In eyelid retraction surgery the goal is to bring the upper or lower eyelid into a more normal position. For patients with eyelid retraction this means lowering the upper lid or raising the lower lid. During retraction surgery, scar tissue in the eyelids is usually addressed. Sometimes one or more of the muscles in the affected eyelid is modified. Occasionally, a material such as hard palate (from the roof of the mouth) or some other type of graft is used to help lengthen the retracted eyelid.

 

16. I am an avid reader. Could you recommend a detailed book about thyroid eye disease for patients?

 

Yes, "Thyroid Eye Disease - Understanding Graves' Ophthalmopathy" by Elaine Moore is a book that many patients have found useful.

 

17. What causes thyroid eye disease?

 

Many of the exact details of the cause of thyroid eye disease are not entirely clear. In general, it can be said that an autoimmune process targets the tissue behind the eye. Research has shown that the TSH receptor (also found on the thyroid gland) is an important target in this process. An autoimmune process starts an inflammatory cascade in the tissues around the eye. In some patients this inflammation is mild and results in few consequences. In other patients, however, the inflammation is more severe and prolonged, and resulting in significant deposition of fatty tissue and scar tissue behind the eye.

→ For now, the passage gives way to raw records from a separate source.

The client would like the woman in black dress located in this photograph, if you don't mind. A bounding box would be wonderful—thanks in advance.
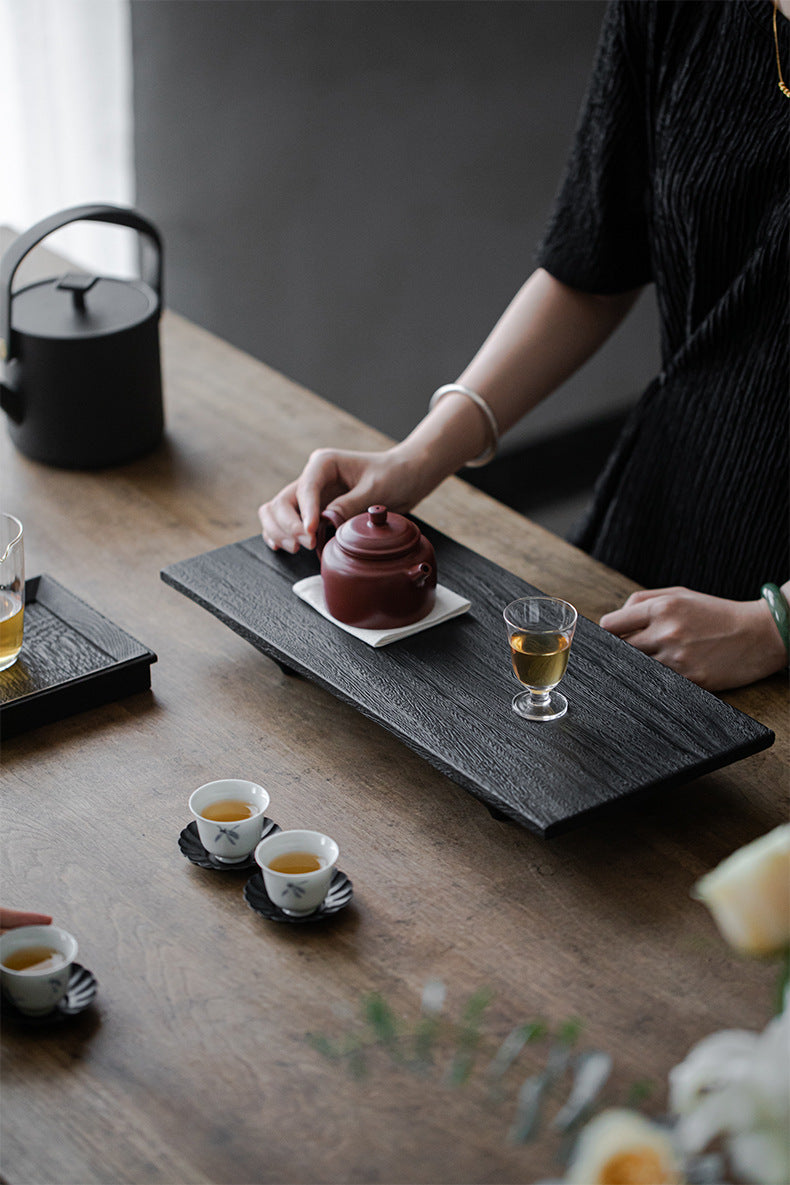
[259,0,790,690]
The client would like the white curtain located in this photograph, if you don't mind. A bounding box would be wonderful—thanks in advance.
[0,0,136,275]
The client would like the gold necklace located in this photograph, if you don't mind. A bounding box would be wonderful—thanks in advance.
[773,0,790,98]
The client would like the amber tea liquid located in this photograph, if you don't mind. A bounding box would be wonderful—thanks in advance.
[510,633,571,691]
[269,852,323,877]
[2,947,65,975]
[200,799,258,822]
[0,593,25,671]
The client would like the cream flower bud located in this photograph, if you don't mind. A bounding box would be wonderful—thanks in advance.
[565,1108,683,1185]
[692,824,790,955]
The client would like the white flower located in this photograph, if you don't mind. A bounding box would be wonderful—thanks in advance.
[669,1011,790,1185]
[693,824,790,955]
[565,1108,683,1185]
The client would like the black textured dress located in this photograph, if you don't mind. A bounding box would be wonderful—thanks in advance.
[538,0,790,600]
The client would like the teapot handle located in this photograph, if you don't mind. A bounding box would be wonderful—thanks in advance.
[315,506,346,559]
[0,206,162,361]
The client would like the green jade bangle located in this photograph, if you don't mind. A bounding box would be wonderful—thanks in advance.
[760,584,790,655]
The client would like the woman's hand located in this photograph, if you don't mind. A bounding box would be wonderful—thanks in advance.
[258,446,431,552]
[600,588,788,691]
[0,909,52,934]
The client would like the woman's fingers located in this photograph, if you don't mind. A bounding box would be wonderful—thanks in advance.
[0,909,52,933]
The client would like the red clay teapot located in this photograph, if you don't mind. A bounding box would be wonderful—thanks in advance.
[317,506,436,629]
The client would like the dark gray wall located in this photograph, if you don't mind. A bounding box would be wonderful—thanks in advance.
[131,0,655,441]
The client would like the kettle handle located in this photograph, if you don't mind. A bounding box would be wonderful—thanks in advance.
[0,206,162,361]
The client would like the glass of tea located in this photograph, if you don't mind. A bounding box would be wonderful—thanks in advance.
[0,514,25,671]
[505,596,578,720]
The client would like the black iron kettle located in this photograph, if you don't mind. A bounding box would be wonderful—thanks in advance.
[0,205,165,469]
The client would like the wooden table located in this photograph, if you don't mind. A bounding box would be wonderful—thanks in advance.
[0,233,790,1185]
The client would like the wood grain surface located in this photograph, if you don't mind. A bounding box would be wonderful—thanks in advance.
[0,575,156,738]
[162,533,773,837]
[0,228,790,1185]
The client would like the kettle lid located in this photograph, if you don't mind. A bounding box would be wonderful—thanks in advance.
[335,506,420,559]
[11,273,159,340]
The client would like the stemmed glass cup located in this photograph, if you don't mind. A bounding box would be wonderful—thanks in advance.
[505,596,578,720]
[0,514,25,671]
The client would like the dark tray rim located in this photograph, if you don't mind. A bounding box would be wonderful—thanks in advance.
[0,574,158,737]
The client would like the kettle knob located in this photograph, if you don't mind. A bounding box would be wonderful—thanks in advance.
[54,271,98,313]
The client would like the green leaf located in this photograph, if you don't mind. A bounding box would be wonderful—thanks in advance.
[625,1078,656,1107]
[362,992,398,1046]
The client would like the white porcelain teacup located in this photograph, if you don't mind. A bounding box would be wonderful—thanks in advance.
[0,925,77,1017]
[255,831,340,916]
[190,777,269,864]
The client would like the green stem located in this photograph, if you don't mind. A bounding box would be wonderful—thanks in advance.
[773,947,790,1017]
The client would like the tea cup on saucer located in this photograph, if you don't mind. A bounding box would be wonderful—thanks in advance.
[255,831,340,916]
[190,777,269,864]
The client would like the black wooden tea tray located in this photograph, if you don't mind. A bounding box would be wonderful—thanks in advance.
[161,523,773,837]
[0,576,156,738]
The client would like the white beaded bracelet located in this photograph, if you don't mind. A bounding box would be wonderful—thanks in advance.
[428,383,500,469]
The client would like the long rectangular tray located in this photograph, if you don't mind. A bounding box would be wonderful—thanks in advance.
[0,576,156,737]
[161,523,773,837]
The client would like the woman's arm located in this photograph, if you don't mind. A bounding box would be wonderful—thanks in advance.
[258,268,638,551]
[600,581,790,691]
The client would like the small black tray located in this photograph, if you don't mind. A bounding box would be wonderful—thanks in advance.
[0,576,156,737]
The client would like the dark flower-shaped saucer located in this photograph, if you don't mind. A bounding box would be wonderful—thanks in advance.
[244,869,354,925]
[179,816,282,872]
[2,963,98,1025]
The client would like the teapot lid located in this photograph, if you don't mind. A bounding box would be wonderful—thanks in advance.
[335,506,420,559]
[11,273,159,340]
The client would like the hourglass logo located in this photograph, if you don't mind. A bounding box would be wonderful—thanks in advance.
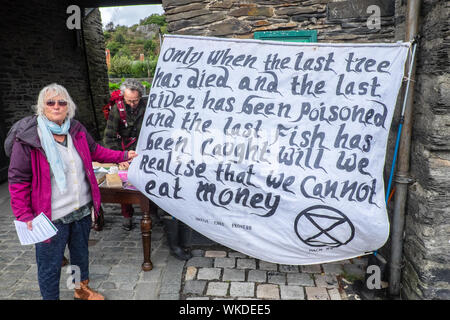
[294,205,355,248]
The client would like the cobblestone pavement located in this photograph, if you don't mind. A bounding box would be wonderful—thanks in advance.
[0,183,367,300]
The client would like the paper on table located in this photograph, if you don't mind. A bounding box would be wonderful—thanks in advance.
[14,212,58,245]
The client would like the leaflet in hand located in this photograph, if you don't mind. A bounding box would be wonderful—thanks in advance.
[14,212,58,245]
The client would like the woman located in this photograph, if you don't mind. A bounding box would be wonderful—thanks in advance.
[5,84,137,300]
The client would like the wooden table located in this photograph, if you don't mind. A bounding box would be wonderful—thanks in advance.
[99,187,156,271]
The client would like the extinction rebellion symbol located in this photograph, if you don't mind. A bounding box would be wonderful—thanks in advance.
[294,205,355,248]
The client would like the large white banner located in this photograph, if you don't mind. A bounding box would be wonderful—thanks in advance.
[129,36,409,264]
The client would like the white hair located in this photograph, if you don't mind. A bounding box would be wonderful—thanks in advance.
[34,83,77,119]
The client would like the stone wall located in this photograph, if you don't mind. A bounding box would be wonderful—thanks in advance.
[162,0,395,42]
[83,8,109,139]
[162,0,450,299]
[398,0,450,299]
[0,0,108,138]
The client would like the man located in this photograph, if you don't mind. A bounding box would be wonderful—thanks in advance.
[103,79,146,231]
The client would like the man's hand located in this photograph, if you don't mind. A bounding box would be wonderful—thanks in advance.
[119,161,130,170]
[128,150,137,160]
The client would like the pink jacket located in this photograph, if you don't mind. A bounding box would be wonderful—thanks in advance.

This fatty tissue and scar tissue generally does not resolve on its own.

 

18. How do I meet other patients who have gone through some of the problems I'm having?

 

The Graves' Disease and Thyroid Foundation (formerly National Graves Disease Foundation) (www.gdatf.org) is a great resource for patients with thyroid eye disease. Many cities have active GDATF support groups.

 

19. What are some of the advances that you've seen in the treatment of thyroid eye disease?

 

In the more than 15 years that I've been treating patients with thyroid eye disease there have been many notable improvements. Physicians have learned how to lower the risk of worsening eye findings after radioactive iodine with the temporary use of prednisone. Additionally, steroids given by vein (sometimes once weekly) have been found to be effective in the active, inflammatory phase. There have been many exciting advances in orbital decompression surgery since the late 1990s. Additionally, in the last decade there has also been significant improvement in surgery for eyelid retraction.

 

20. What are some of the main advances in orbital decompression?

 

Surgeons who perform orbital decompression frequently can now readily customize the surgery for a given patient. Some patients require decompression of only one orbital wall. Many do well with two wall decompressions, and some require three wall decompressions. Additionally, orbital decompression can be done with or without fat removal. One of the major advances in orbital decompression surgery has been in the aesthetic result of this reconstructive surgery. With advanced orbital decompression techniques, this complex surgery can be accomplished using very small skin incisions or incisions that avoid the skin altogether.